“Yesterday. I am home for good now. My time is up.” Sybil Linforth looked quickly at his face and turned away.
“You are sorry?” she said gently.
“Yes. I don’t feel old, you see. I feel as if I had many years’ good work in me yet. But there! That’s the trouble with the mediocre men. They are shelved before they are old. I am one of them.”
He laughed as he spoke, and looked at his companion.
Sybil Linforth was now thirty-eight years old, but the fourteen years had not set upon her the marks of their passage as they had upon Dewes. Indeed, she still retained a look of youth, and all the slenderness of her figure.
Dewes grumbled to her with a smile upon his face.
“I wonder how in the world you do it. Here am I white-haired and creased like a dry pippin. There are you—” and he broke off. “I suppose it’s the boy who keeps you young. How is he?”
A look of anxiety troubled Mrs. Linforth’s face; into her eyes there came a glint of fear. Colonel Dewes’ voice became gentle with concern.
“What’s the matter, Sybil?” he said. “Is he ill?”
“No, he is quite well.”
“Then what is it?”
Sybil Linforth looked down for a moment at the gravel of the garden-path. Then, without raising her eyes, she said in a low voice:
“I am afraid.”
“Ah,” said Dewes, as he rubbed his chin, “I see.”
It was his usual remark when he came against anything which he did not understand.
“You must let me have him for a week or two sometimes, Sybil. Boys will get into trouble, you know. It is their nature to. And sometimes a man may be of use in putting things straight.”
The hint of a smile glimmered about Sybil Linforth’s mouth, but she repressed it. She would not for worlds have let her friend see it, lest he might be hurt.
“No,” she replied, “Dick is not in any trouble. But—” and she struggled for a moment with a feeling that she ought not to say what she greatly desired to say; that speech would be disloyal. But the need to speak was too strong within her, her heart too heavily charged with fear.

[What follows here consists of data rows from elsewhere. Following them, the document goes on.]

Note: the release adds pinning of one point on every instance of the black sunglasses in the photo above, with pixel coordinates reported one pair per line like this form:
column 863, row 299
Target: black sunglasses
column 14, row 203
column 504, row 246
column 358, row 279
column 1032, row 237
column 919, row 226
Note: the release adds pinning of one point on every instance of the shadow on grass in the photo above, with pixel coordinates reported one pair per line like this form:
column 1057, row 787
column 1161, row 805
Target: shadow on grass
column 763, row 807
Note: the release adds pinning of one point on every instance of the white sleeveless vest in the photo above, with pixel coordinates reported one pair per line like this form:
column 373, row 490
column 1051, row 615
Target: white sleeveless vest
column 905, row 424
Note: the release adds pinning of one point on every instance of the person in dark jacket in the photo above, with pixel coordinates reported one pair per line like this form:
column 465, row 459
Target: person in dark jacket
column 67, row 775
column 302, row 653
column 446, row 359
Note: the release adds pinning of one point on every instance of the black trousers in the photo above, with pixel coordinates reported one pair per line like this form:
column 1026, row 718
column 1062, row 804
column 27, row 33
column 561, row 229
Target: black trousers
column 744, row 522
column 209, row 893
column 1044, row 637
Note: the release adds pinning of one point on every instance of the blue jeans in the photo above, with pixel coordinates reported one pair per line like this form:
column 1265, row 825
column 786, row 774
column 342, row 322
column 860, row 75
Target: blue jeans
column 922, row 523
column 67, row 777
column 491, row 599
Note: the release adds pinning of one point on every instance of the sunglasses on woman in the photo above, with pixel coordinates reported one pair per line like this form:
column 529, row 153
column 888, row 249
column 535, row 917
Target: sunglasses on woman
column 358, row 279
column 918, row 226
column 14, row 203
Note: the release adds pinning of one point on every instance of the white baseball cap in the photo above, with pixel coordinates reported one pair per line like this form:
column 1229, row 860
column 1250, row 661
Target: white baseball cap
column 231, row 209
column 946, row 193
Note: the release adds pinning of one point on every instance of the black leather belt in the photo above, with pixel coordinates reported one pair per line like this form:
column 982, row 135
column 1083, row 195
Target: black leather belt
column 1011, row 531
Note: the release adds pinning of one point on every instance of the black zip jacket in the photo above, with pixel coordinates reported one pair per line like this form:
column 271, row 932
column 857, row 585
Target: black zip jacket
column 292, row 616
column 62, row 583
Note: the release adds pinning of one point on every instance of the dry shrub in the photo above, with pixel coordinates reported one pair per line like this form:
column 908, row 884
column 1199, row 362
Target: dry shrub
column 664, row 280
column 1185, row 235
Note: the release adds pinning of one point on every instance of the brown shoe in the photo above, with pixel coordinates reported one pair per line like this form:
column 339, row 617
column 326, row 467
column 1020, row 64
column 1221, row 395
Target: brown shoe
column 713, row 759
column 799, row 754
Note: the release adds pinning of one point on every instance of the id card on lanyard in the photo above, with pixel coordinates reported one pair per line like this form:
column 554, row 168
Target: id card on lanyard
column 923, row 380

“I will tell you,” she said, and, with a glance towards the open windows of the house, she led Colonel Dewes to a corner of the garden where, upon a grass mound, there was a garden seat. From this seat one overlooked the garden hedge. To the left, the little village of Poynings with its grey church and tall tapering spire, lay at the foot of the gap in the Downs where runs the Brighton road. Behind them the Downs ran like a rampart to right and left, their steep green sides scarred here and there by landslips and showing the white chalk. Far away the high trees of Chanctonbury Ring stood out against the sky.